Mix in 1/3 of flour mixture, then 1/2 of the half-and-half, then the second 1/3 of the flour mix, then the last 1/2 the half and half, and then the final 1/3 of the flour mix. Mix in the vanilla and grated chocolate.

Prepare a non-stick 10-inch tube pan with floured cooking spray. Bake at 350 degrees for 45 to 55 minutes, checking for doneness after 45 minutes. Cool for at least 1 hour before removing from pan. Makes 16 servings.

French Toast

1 loaf Texas toast bread (12 slices)

1 dozen eggs

1 cup whole milk

1 cup half-and-half

1/4 cup light brown sugar

2 teaspoons ground cinnamon

1/4 cup unsalted butter, melted

1/2 teaspoon salt

1 teaspoon vanilla

Unsalted butter for skillet, as needed

Maple syrup or whatever syrup you prefer, as desired

Heat oven to 300 degrees and very lightly toast the bread slices, about 15 minutes. Remove and set aside. Beat the eggs and then whisk in the milk, half-and-half, brown sugar, cinnamon, melted butter, salt and vanilla. Pour mixture into a baking dish.

Add 2 tablespoons butter to skillet over medium heat. When the butter stops foaming, the cooking is ready to begin. Add two to four slices, depending on the size of your skillet, of the toasted bread to the egg mixture and let soak for 20 seconds. Turn over and soak the other side after 20 seconds.

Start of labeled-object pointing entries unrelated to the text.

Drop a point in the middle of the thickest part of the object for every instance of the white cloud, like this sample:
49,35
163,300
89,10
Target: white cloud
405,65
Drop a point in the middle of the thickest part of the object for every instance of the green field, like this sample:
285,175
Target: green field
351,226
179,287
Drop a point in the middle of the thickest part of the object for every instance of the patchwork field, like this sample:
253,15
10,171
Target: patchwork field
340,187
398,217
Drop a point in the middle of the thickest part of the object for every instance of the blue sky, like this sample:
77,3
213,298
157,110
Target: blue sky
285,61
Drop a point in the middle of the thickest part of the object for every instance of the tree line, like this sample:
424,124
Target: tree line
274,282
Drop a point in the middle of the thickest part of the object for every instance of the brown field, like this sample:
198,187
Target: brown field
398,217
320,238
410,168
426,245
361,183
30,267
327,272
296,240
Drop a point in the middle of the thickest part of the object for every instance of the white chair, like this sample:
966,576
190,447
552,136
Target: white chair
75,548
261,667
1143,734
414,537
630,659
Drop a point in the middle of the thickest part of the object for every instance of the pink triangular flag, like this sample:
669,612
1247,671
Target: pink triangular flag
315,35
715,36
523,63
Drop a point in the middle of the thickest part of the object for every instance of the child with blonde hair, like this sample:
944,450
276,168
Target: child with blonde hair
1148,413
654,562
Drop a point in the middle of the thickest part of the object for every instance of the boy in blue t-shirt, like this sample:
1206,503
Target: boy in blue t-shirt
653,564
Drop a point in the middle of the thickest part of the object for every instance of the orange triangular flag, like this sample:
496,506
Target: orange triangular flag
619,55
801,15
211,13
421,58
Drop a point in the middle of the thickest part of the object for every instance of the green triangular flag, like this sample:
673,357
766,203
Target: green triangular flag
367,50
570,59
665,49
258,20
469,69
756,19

Bring the hot buttery skillet to the soaked toast and use a spatula to move the soaked slices to the skillet. Cook for 3 to 5 minutes until golden brown, and flip them to cook the other side for 3 to 5 minutes.

When done, place on a baking sheet and store in a 200-degree oven until the batch is complete. Add about 1/2 teaspoon butter to the skillet for each subsequent set. Makes 6 to 8 servings.